The Indian economy is perceived to have undergone substantial structural change since 1991, but the annual economic structural change indices show that the change has been significantly less when compared to the other major Asian economies. The services sector has dominated both the economic structure and growth rates, but it has failed to contribute much in terms of structural change and, thereby, reap the benefits; India can still benefit from its structural changes. The growth of the services sector affects the growth of industry positively not only by historical performance but also by current innovations. Such innovations are engendered by policy changes, social and cultural effects, and the discovery of new resources, and these innovations must be considered in policy formation. Both the services and industry sectors influenced GDP growth positively and significantly, but the impact of services growth on the overall growth of the Indian economy exceeded that of industry growth, and it had a significant positive impact on industry and emerged as the predominant sector of the Indian economy.A feedback relationship between FDI and services growth is a tell-tale sign of the services sector’s dependency on the external factor—FDI. This dependency is quite dynamic and unpredictable. If the services sector has a strong external link and it is dependent on the external market, any disturbance or decline in the external market would adversely affect the services-led domestic economy.
-Swapnil Soni & M H Bala, ‘Growth and Structural Change in the Indian Economy- An Analysis of Pattern, Determinants, and Outcomes’, EPW
An article on Mint has a very interesting analysis of India’s growth story vis-a-vis South Korea’s. In 1961, the per capita incomes of India and South Korea were more or less the same (India= $85.4 & Korea=$93.8). In 2019, the per capita incomes of these two countries diverged a big-time (India=$2,104.1 & Korea=$31,762). This happened because of South Korea’s focus on labour-intensive manufacturing like plywood, woven cotton fabrics, clothing, footwear etc. that boosted the exports and created manufacturing jobs.
As Panagariya writes in Free Trade and Prosperity: “Most products whose exports grew rapidly during the 1960s were labour-intensive. These included plywood, woven cotton fabrics, clothing, footwear and wigs... In the later years it only intensified, with new, unexpected items such as wigs and human hair emerging as major exports." This expansion of labour-intensive exports led to the creation of jobs, which helped people move away from agriculture towards manufacturing jobs. This led to income levels rising and that created a demand for services.
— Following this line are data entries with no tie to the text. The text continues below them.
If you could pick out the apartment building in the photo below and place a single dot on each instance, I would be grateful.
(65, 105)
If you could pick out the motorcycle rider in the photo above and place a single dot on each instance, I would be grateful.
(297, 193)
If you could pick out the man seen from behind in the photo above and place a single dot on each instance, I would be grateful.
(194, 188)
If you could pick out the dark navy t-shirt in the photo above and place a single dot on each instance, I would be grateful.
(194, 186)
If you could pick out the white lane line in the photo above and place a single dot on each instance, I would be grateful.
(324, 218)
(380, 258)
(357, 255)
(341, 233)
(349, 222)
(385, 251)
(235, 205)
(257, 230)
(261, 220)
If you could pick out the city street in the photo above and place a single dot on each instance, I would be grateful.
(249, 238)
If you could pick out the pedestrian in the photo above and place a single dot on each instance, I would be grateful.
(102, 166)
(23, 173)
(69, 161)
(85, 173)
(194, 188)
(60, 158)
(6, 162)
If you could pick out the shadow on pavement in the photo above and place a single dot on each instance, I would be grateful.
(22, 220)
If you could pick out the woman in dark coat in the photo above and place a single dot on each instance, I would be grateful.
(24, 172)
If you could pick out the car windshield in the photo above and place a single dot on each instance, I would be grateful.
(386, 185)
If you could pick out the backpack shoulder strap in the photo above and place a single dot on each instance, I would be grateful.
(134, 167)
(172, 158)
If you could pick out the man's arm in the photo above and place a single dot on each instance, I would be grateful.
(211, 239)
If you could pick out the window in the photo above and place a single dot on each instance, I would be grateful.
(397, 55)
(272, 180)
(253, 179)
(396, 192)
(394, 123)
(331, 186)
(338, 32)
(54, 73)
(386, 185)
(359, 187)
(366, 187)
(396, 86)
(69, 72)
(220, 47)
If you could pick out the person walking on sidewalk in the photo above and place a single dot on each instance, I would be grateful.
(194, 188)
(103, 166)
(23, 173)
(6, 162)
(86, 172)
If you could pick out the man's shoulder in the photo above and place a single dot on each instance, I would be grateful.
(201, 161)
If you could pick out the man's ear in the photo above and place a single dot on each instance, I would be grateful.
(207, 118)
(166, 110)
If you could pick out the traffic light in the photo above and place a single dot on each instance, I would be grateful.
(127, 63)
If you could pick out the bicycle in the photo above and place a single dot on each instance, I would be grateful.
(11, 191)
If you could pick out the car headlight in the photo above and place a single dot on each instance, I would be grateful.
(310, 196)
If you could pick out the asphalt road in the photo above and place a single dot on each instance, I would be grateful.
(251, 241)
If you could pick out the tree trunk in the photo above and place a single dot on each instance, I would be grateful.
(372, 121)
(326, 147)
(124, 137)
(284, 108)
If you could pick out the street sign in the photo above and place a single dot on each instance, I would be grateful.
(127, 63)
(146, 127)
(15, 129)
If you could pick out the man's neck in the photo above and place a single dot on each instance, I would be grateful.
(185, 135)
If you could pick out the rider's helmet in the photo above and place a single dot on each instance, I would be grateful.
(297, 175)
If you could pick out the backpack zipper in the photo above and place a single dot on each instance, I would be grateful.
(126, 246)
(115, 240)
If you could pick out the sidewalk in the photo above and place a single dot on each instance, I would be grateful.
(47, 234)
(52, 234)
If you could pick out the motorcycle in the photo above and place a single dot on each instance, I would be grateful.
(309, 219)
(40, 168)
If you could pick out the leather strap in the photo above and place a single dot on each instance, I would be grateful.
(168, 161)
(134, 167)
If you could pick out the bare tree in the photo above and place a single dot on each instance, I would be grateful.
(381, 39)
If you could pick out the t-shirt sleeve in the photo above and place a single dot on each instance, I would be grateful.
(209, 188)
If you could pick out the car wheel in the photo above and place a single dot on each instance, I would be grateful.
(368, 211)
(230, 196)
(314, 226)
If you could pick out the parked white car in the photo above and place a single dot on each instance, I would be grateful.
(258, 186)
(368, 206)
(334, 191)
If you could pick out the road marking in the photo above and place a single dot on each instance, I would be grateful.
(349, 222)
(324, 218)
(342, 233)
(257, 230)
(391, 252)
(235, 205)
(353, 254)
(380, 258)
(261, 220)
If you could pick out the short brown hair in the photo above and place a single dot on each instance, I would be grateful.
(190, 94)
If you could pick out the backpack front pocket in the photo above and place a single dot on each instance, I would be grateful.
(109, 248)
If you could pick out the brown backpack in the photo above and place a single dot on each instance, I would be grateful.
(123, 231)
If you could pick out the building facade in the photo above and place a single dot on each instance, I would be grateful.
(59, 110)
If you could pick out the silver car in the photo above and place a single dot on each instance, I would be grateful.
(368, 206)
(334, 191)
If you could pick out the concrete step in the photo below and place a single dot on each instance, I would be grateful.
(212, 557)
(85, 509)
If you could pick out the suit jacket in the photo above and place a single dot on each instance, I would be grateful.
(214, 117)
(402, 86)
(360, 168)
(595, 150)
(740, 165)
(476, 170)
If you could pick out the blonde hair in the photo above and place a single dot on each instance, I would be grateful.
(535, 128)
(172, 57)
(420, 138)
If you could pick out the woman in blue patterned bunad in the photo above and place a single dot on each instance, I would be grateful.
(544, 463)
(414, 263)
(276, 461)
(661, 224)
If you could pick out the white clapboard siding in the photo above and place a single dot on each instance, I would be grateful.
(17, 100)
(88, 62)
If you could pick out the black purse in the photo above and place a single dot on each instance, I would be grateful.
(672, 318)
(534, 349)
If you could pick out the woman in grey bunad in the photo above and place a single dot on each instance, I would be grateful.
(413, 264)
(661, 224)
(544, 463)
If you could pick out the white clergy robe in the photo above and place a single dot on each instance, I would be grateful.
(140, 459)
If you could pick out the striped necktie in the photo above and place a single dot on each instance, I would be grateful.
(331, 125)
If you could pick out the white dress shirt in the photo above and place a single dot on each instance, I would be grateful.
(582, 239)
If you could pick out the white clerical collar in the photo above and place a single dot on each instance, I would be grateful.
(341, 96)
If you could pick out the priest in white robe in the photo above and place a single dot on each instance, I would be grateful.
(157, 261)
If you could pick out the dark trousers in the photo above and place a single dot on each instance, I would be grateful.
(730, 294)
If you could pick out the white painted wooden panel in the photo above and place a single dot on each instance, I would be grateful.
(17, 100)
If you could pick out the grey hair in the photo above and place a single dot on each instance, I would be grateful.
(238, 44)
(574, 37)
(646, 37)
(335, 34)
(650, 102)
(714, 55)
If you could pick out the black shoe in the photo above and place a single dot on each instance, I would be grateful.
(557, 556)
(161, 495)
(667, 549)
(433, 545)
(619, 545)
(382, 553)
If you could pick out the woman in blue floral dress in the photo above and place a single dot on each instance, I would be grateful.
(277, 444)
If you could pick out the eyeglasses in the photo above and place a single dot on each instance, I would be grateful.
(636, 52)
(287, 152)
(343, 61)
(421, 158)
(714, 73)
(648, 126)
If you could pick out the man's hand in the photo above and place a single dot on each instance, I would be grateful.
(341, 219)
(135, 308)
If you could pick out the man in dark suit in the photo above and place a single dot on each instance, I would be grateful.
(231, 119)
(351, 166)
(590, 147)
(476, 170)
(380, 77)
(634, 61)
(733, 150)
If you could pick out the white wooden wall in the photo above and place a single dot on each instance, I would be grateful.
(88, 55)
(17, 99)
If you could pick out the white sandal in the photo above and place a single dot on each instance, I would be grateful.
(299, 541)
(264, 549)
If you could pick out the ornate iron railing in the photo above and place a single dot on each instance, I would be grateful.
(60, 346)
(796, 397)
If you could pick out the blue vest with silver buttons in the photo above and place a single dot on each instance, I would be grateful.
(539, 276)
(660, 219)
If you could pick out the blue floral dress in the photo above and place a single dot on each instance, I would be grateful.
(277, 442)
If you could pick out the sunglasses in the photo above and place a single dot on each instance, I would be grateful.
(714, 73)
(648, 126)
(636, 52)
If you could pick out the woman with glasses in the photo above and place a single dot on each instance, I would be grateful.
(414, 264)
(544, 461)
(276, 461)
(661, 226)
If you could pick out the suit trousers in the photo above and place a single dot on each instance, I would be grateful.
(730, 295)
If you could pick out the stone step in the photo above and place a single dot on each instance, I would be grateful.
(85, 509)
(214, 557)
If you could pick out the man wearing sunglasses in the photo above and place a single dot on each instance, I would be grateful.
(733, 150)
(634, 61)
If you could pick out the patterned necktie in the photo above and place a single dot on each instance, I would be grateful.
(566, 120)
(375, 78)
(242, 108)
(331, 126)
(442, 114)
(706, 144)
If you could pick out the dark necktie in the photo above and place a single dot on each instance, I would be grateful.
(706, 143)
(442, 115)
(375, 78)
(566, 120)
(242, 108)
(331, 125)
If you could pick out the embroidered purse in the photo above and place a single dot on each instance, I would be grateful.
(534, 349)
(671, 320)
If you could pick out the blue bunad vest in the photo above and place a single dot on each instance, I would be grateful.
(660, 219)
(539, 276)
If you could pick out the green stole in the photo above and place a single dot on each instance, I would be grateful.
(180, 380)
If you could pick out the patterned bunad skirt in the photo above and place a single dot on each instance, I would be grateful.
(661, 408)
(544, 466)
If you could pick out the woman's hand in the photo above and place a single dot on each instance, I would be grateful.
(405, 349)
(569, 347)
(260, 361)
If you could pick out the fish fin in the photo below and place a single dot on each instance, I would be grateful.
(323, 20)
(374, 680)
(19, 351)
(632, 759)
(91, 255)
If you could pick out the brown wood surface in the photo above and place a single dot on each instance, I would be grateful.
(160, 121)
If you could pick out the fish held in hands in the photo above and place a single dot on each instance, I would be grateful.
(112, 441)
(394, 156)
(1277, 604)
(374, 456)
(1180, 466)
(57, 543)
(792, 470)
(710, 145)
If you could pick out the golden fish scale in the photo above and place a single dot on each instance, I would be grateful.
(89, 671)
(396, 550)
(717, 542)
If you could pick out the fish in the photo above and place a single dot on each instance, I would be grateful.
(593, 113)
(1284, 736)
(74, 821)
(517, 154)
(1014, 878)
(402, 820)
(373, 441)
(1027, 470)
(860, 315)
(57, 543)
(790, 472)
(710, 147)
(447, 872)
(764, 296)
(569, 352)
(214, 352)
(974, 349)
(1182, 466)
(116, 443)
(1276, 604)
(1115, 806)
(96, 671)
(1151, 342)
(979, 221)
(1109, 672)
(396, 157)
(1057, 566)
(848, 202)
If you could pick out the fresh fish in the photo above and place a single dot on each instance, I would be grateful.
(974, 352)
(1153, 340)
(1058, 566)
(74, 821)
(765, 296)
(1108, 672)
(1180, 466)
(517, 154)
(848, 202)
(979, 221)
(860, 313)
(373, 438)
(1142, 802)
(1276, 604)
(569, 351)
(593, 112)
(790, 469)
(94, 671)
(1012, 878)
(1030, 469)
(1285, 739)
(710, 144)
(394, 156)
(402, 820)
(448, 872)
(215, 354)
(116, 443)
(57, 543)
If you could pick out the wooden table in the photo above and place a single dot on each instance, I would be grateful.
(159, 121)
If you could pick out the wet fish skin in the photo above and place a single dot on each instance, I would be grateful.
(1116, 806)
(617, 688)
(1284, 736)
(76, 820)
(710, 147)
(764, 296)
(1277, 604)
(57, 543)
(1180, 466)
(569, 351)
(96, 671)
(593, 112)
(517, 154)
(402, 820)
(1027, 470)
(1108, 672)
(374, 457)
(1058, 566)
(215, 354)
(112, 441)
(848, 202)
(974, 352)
In the process, a large part of the economy was rapidly urbanized.
-Vivek Kaul, Mint
Now, back to the incommensurate development argument, from the previous dispatch. In addition to the servicification and inter-state disparities, India’s precocious development model also led to low-social mobility of historically disadvantaged social groups and gender-based discrimination.
Over the past 70 years, the Indian state may have been able to widen its terrain in the sense that it is present at all levels of service delivery but a) its presence is erratic b) it has not done a good job when it comes to the handling sticky issues like caste and gender. Devesh Kapur has also written about such failures of the Indian state. He argues that policy failures happened because of these societal failures that perpetuated because of the social hierarchies and cleavages.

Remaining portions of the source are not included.